In 1960, Kor’s sister Miriam developed kidney infections while she was pregnant with her first child. These infections worsened during her second pregnancy 13 years later. In fact, tests revealed that Miriam’s kidneys hadn’t grown larger than those of a 10-year-old.
I begged her not to become pregnant a third time, but she refused to listen to me. After the birth of her third child, her kidneys started to deteriorate and no medicine would work. So she needed to have a kidney transplant. I donated my kidney in 1987. We were a perfect match. But one year later, she developed cancer. The doctors were very surprised because they had at least 50 different patients who had kidney transplants and none of them were sick or developed cancer. The doctors asked me what was injected into our bodies in Auschwitz. We never found our Auschwitz files from Mengele’s experiments, so we never found out what they were injecting in our bodies. Miriam died June 6, 1993.
In 1984, Kor founded CANDLES (Children of Auschwitz Nazi Deadly Lab Experiments Survivors), in an effort to locate other surviving Mengele twins; and in 1995 she opened the CANDLES Holocaust Museum and Education Center in Terra Haute, Indiana.
In her letter to Groening (well worth a read on its own), released a day before she met him, Kor writes about the three life lessons she extends to youths:
1. Never give up on yourself or your dreams. I did not know how to survive Auschwitz, but I was determined to do it. Here I am 70 years later because I never gave up.
2. Treat people with respect and fairness to eliminate prejudice from your life.
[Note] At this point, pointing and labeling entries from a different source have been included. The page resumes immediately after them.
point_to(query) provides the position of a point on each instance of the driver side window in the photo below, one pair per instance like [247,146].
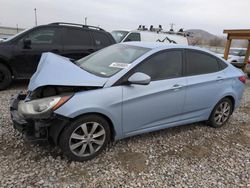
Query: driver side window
[163,65]
[42,36]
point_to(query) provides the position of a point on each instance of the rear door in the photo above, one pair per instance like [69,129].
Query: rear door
[154,106]
[77,43]
[204,84]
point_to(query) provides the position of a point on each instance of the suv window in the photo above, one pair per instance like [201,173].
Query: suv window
[42,36]
[133,37]
[163,65]
[101,39]
[200,63]
[76,36]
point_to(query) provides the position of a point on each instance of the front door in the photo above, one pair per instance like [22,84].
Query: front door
[204,84]
[155,106]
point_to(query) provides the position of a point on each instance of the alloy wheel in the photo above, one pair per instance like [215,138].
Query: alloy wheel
[87,139]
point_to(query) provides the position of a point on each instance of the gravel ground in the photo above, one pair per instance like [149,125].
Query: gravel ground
[187,156]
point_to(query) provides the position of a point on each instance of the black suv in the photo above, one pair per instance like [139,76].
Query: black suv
[20,55]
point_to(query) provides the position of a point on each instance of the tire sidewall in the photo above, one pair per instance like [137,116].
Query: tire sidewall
[211,118]
[65,136]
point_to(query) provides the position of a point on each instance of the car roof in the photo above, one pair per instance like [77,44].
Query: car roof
[161,45]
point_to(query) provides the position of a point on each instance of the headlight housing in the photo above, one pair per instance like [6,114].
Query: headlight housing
[41,108]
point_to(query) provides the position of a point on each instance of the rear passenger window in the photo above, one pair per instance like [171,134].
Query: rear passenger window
[77,37]
[133,37]
[162,66]
[101,39]
[200,63]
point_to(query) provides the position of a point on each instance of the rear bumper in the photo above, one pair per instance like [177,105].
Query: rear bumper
[36,129]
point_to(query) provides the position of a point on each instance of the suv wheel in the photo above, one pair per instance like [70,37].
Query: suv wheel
[5,77]
[85,138]
[221,113]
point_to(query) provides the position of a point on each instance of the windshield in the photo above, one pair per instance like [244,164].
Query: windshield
[237,52]
[119,35]
[111,60]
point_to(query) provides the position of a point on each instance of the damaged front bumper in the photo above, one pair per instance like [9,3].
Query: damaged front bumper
[36,129]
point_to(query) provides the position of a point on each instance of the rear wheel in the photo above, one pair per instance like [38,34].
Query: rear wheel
[5,77]
[85,138]
[221,113]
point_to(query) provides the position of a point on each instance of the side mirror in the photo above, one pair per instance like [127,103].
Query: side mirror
[26,43]
[139,78]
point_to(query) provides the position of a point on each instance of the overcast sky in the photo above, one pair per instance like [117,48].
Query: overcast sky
[210,15]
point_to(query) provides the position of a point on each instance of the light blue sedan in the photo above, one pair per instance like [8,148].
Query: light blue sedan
[124,90]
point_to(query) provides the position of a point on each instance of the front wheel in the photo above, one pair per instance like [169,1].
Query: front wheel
[85,138]
[221,113]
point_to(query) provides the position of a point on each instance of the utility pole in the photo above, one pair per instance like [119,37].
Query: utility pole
[171,26]
[35,17]
[85,20]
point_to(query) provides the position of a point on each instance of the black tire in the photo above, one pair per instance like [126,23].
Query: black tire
[214,117]
[65,140]
[5,77]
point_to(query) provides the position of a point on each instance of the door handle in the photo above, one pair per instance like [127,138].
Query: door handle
[219,78]
[90,50]
[176,86]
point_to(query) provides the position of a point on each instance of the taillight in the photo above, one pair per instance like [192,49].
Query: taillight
[243,79]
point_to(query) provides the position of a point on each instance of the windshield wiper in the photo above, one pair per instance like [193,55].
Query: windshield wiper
[73,61]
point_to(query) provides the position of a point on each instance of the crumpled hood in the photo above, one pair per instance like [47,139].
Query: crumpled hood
[60,71]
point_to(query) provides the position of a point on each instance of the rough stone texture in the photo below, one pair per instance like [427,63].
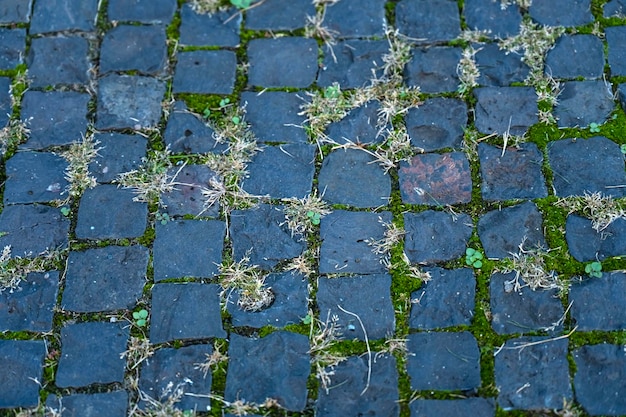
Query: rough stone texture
[118,272]
[365,296]
[175,314]
[276,366]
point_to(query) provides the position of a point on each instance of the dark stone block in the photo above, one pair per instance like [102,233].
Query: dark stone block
[514,175]
[503,231]
[443,361]
[446,300]
[345,395]
[343,174]
[118,272]
[31,306]
[176,316]
[269,57]
[366,296]
[276,366]
[35,177]
[435,236]
[188,248]
[436,179]
[93,346]
[345,242]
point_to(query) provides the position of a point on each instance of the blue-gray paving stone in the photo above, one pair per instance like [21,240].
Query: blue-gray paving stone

3. Forgive your worst enemy and forgive anybody who [h]as ever hurt you. I forgave the Nazis and I forgave everybody who hurt me.
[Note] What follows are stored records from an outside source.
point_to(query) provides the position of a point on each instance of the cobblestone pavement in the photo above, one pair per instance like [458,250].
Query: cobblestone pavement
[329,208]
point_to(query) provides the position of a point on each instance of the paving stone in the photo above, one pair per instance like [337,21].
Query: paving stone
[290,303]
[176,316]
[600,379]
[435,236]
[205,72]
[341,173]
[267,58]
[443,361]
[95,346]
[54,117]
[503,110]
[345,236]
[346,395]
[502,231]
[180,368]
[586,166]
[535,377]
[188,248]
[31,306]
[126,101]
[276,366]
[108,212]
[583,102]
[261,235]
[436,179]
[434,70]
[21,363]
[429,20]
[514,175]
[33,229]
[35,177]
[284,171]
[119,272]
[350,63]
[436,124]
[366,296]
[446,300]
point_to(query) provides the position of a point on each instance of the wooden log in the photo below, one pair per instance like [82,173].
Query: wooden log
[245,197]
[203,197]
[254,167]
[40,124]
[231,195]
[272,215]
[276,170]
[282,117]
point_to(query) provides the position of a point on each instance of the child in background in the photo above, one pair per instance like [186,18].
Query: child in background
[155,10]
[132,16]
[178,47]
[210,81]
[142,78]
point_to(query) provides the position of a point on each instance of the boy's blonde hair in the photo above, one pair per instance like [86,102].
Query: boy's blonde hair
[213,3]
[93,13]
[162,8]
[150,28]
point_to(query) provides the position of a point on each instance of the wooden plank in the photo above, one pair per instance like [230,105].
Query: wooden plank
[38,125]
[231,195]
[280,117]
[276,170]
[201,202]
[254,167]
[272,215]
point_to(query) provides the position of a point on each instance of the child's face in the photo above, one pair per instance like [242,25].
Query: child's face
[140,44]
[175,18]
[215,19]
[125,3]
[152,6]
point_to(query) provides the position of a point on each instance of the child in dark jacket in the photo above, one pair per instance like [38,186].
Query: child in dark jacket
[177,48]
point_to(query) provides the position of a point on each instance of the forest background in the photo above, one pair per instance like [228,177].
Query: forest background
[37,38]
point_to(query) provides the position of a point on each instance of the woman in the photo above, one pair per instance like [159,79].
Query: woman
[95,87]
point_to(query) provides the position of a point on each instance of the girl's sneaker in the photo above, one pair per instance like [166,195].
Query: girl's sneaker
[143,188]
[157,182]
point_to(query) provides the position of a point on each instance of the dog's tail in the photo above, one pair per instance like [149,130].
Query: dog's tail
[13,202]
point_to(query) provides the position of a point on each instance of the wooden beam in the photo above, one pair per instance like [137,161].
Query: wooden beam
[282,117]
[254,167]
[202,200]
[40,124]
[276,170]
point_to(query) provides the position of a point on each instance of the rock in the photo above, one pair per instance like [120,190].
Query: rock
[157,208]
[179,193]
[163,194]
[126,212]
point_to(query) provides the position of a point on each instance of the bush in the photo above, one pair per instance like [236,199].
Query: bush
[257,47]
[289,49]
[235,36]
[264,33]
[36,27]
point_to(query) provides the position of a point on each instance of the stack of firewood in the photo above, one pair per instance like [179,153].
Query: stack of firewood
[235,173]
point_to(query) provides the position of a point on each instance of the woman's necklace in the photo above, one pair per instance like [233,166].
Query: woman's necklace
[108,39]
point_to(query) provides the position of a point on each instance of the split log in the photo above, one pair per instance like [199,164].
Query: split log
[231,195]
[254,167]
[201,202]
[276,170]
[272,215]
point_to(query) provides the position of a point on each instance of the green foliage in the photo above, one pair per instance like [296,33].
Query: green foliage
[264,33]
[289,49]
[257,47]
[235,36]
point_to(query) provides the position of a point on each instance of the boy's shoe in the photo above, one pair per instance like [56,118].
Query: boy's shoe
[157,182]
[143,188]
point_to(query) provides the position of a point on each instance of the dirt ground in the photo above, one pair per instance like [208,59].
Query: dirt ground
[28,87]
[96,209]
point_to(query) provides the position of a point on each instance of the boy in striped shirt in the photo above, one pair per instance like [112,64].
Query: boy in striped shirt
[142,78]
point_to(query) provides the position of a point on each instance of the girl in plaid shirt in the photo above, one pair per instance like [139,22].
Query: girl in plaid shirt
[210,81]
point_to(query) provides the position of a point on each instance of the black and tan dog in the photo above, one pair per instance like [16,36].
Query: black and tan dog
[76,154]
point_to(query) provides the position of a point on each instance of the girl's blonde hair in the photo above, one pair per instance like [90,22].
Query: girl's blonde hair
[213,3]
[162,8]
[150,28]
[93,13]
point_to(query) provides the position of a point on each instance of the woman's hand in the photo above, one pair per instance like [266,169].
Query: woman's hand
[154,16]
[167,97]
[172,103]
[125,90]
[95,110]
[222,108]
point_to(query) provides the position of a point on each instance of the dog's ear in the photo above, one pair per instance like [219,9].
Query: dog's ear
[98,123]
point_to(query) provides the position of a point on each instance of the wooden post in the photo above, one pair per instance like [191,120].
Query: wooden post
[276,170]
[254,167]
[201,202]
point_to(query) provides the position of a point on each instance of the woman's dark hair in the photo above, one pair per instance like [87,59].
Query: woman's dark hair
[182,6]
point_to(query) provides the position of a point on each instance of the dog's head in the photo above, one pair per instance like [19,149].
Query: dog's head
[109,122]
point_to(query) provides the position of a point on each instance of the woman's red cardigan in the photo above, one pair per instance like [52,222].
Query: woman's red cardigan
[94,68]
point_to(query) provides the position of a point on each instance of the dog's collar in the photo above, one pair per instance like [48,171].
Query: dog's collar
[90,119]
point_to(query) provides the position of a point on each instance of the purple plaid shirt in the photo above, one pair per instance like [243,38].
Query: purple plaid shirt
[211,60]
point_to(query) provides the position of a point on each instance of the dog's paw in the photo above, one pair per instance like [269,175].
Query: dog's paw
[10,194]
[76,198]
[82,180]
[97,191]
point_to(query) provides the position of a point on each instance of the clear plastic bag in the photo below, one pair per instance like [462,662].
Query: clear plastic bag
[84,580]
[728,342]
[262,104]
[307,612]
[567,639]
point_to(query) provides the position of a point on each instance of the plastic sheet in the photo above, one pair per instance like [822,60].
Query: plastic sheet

In September 2014, Tablet contributor Alexander Aciman described a dilemma that is arises in trying Groening:
…there’s something fundamentally problematic about how rare it is that a Nazi finally be charged with a crime. In fact, Groening has been under investigation for quite some time, and was even interviewed by Der Spiegel in 2005 about his various jobs at the camp. He’s been a controversial figure—comfortably living in Germany for the past few decades.
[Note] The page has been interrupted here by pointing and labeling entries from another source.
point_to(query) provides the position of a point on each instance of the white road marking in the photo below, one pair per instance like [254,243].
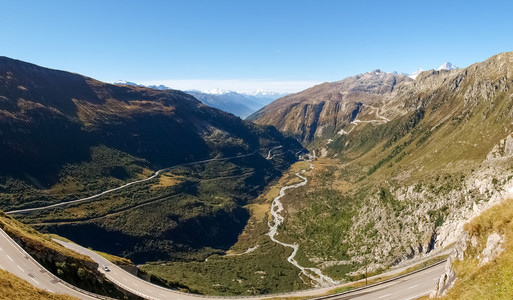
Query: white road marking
[419,295]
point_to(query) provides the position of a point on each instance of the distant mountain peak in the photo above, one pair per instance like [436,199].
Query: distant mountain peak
[447,66]
[125,82]
[416,73]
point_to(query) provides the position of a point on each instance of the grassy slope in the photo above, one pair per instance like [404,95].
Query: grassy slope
[493,280]
[265,270]
[70,266]
[12,287]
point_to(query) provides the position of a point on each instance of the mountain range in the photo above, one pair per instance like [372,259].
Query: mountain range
[445,66]
[402,163]
[65,136]
[396,167]
[239,104]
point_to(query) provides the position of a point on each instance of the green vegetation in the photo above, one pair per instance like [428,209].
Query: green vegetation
[70,266]
[12,287]
[493,280]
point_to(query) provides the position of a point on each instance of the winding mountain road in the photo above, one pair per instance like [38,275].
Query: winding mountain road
[16,261]
[156,174]
[314,274]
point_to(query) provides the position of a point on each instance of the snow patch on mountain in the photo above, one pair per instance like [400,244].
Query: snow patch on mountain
[416,73]
[447,66]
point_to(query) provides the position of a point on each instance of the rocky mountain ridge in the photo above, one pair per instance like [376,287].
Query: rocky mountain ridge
[65,136]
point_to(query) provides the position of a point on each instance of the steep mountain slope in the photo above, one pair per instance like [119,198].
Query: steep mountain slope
[325,109]
[413,165]
[481,264]
[74,268]
[65,136]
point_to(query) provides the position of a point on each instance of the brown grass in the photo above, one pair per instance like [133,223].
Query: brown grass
[12,287]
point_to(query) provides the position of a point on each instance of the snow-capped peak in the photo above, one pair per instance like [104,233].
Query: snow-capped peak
[416,73]
[447,66]
[126,82]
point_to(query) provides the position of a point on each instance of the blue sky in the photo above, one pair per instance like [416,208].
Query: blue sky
[245,45]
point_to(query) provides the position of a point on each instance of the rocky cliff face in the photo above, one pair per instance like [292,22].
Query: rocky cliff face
[64,136]
[403,177]
[325,109]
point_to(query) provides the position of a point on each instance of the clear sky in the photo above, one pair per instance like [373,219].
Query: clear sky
[244,45]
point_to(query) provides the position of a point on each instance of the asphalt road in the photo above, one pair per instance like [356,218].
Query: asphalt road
[128,281]
[412,286]
[156,174]
[14,260]
[409,287]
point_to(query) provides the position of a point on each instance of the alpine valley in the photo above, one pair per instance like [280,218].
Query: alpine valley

The fact is that very few high-level guards and officers ever stand trial. Often, they end up dying before their trial dates… The question, of course, is why it takes more than half a century to bring war criminals and murderers to trial.
“I am probably the only survivor who has forgiven all the Nazis, including you, in my name alone,” Kor wrote to Groening. “My forgiveness does not absolve the perpetrators from taking responsibility for their actions, nor does it diminish my need and right to ask questions about what happened at Auschwitz.”
“I told the media that he was a small screw in a big killing machine, and the machine cannot function without the small screws,” she wrote on her Facebook page. “But obviously he is a human being. His response to me is exactly what I was talking about when I said you cannot predict what will happen when someone from the victims’ side and someone from the perpetrators’ side meet in a spirit of humanity.”